It appears wherever Louisa turns, she wanders into another marriage, and another hungry exhibition of ‘playing a part’. She adapts to each role, the wealthy lay-about, Thoreau-esque minimalism, the artist’s wife. For all, and most especially for Paul Newman, her body is a canvas. Clothing becomes her most legible aspect; her identity weighted in barely-there slip dresses and bikinis, structured gowns, and swathes of silks and furs.



One notable costume is the faux chinchilla floor-length coat, dyed cotton-candy pink to match MacLaine's coiffure of the same shade. Though costuming does, prior to this scene, atone Louisa’s fluid marital identity in its bold camp and disparate references of femininity, this pink spectacle stands for the opposite. Its monochrome is an identity prolapse, a manifestation of her then-husband, Pinky (Gene Kelly), and his all-pink brand. Once a catwalk of unpredictable, fantastical costuming, Louisa’s sartorial expression amounts to one static extreme; deliberately, she becomes Pinky’s ornament — in true camp, not a woman, but a “woman”.

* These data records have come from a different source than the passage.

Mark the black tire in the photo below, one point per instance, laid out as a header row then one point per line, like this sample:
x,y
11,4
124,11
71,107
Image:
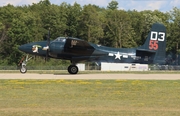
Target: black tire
x,y
23,69
73,69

Visual comedy outbalances each moment which could otherwise be taken as anti-capitalist. The film’s analeptic structure lends itself to this, shaping the narrative into a frothy, didactic farce that warns against insatiable men and their abject individualism. What a Way to Go! bathes in criticism towards materiality and postmodernity but never takes itself quite so seriously; in the words of Christopher Isherwood, one of the only predecessors to Sontag’s definition of camp, “you're not making fun of it, you're making fun out of it”. The result is a haptic dress-up box of lamp-shade gowns, pills, fascinators, PVC, a Champagne coupe-shaped bed, pogo-sticks and a chimpanzee artist. The film’s formal bedlam, its foray into the chasms of film history — Murnau, Godard — certify its vision to create something thoroughly confected, a blueprint of its own.